第十六話 トラゾス
ハリフムとザムグが喧嘩別れしてからエタの脳裏を占めるのはトラゾスのことだった。軽く調べてみたものの、やはりトラゾスという神は存在しない。
これ以上調べるのならエドゥッパに行くのが最良だが、もうエドゥッパの学生でないエタが調べ物をするわけにもいかない。
そのためまだエドゥッパの学生であるシャルラにトラゾスについて調べてほしいと頼んだのだが、その翌日シャルラの父親であるリムズから呼び出しを受けたのだった。
エタは一人でリムズが経営する傭兵派遣会社ニスキツルを訪れた。
ターハやラバサルはすべてが規格化されたこの会社を居心地よい場所だと思っていないようだったが、エタに苦手意識はない。
リムズに対しても、尊敬すべき先達として認識していた。
ふたり、わずかに日が差す部屋で向かい合う。
「さて、そう身構えなくてもいい。今のところただの世間話だからね」
世間話でなくなる可能性もあることを念頭におけ、エタはそう受け取った。
「用件はやはり、トラゾスのことですか?」
「そうだ。どこでそのことを知ったのかな?」
「数日前からシュメールの社員になった少年の友人の一人がトラゾスを信仰しているとのことでした」
「ほお。直接話をしたのかね?」
「はい」
「直感でも構わない。

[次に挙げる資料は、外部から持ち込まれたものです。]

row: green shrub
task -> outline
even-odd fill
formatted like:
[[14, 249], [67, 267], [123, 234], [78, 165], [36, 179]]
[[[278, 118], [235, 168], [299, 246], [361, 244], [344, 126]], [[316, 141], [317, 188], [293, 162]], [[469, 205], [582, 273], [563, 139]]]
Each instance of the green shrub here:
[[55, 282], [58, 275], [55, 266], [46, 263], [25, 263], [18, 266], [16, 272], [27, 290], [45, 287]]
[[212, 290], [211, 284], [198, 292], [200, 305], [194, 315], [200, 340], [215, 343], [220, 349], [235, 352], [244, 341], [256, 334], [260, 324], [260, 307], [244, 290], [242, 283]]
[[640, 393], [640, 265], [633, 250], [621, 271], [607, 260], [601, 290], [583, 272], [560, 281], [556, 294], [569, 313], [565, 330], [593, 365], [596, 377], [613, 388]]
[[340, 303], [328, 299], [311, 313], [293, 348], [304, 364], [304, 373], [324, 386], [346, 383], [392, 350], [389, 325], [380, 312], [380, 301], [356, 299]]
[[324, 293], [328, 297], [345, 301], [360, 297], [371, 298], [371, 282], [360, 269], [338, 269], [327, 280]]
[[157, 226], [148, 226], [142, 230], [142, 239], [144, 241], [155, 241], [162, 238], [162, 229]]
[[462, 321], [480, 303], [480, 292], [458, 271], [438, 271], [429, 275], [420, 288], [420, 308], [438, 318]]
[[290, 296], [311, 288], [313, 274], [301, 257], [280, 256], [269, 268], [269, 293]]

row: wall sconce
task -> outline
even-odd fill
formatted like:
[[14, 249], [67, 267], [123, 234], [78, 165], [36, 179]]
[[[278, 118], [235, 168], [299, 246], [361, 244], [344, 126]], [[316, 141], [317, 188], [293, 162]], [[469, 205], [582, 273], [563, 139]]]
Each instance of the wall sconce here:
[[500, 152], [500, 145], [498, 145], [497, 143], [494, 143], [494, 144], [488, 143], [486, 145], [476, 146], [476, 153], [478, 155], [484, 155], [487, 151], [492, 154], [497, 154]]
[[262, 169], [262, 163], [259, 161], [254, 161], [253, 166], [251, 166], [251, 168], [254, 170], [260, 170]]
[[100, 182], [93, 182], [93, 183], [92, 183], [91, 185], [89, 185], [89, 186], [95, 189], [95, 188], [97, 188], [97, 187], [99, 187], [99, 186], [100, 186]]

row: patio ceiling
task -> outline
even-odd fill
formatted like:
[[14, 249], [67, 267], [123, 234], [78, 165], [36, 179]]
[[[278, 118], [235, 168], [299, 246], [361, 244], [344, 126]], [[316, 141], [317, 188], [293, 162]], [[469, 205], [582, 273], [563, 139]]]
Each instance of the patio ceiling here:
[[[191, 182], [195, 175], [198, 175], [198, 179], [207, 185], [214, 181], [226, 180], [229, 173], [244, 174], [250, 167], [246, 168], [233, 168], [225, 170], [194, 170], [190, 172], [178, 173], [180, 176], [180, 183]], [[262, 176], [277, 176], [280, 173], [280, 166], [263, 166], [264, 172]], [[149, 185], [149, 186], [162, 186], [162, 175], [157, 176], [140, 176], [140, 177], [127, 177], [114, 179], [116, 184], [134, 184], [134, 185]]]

君はその友人をどう思った?」
「とても……いえ、苛烈なほど信心深いと思いましたが、それ以上に他の神々を明確に下に見ているようでした」
もちろん都市国家の神々において序列が皆無なわけではない。
例えばエンリル神は他の神々すら恐れおののくほどのメラムを発すると伝えられているし、ここウルクの都市神であるイシュタル神はウルクで最も崇拝される女神である。
だがそれは子が親を敬うようなものであって、お互いに敬意や信頼関係があるはずだ。
ハリフムからはそれを一切感じなかった。
「ふむ。私もトラゾスについて気になっていてね。少しばかり調査していたところなのだよ。だがやはり直接相対した君の意見は真に迫っているように思える」
「リムズさんにはこの件の真相が見えているのですか?」
「まさか。だが、一つ確かなことはトラゾスという神が存在しないということだ。これはアトラハシス様のお言葉でもある」
「!」
現在ウルク王が活動できない状態にあるため、ウルクでの最高権力者はアトラハシスと言ってよい。
彼が断言したのだからそれは真実に違いない。
「では、トラゾスは……捏造された神? ですが、そんなことがあり得るのでしょうか。いるはずもない神をあれほど熱心に信仰する人がいるなんて……」
「どうも教祖と呼ばれる女が先頭に熱心に布教しているようだ。おそらくその女がはぐれ者どもをうまくたぶらかしているのだろう」
「どういう意味ですか?」
「トラゾスの信者の大多数は逃亡奴隷や元囚人などだ」
エタの目がすっと細められる。
根っからの善人であればトラゾスは弱者を救う素晴らしい集団などと褒めたたえるかもしれないが、エタは善人と呼んでよい性格の中に驚くほど冷酷な視点を保有している。
リムズなどはこのあたりの切り替えの早さを評価しているのだが、本人はあまりそれを自覚していなかった。
「行く当てのない人々を組織に招いて結束を強めているのでしょうね。ですが資金源はどうしているのでしょうか。それにアトラハシス様のように上の方々が見逃しているのも疑問です」
リムズは満足そうに含みのある笑みを浮かべてから真相を告げた。
「簡単だ。彼女らがある迷宮を占拠しているからだ。より正確には迷宮の安全な出入口を、だが」
「迷宮を探索し、何らかの成果を売却して資金にしているのですね。しかもそれは今までのどの冒険者よりも効率が良かった。そういうことですか?」
もしもただ単に迷宮の入り口を占拠しただけなら、強引にどかせばいいだけだ。だが、占拠されている状態そのものに利益があるのなら現状維持をよしとする理屈は通る。
「そうだ。なぜか彼女らは今まで攻略が進まなかった迷宮を探索し、成果を上げているようだ。具体的には希少な鉱石などを採掘しているようだな。一方で、冒険者ギルドはそれに忸怩たる思いを抱いているらしい」
自分たちよりも優秀な組織がいればそれは気に入らないだろう。
エタは自身が目指すべき組織がすでにいたことに少なからず驚いていた。一方でこのままシュメールが大きくなれば同じような軋轢が増えるとも予想できた。
そして、冒険者ギルドがどういう反応をするのかも。
「冒険者ギルドは占拠された迷宮を攻略するために有志を募っているらしい。君もそれに参加してみないかね?」
難しい判断だ。
上手くいけば今まで攻略できなかった迷宮を攻略したという実績が手に入るが、一方でギルドに睨まれるかもしれない。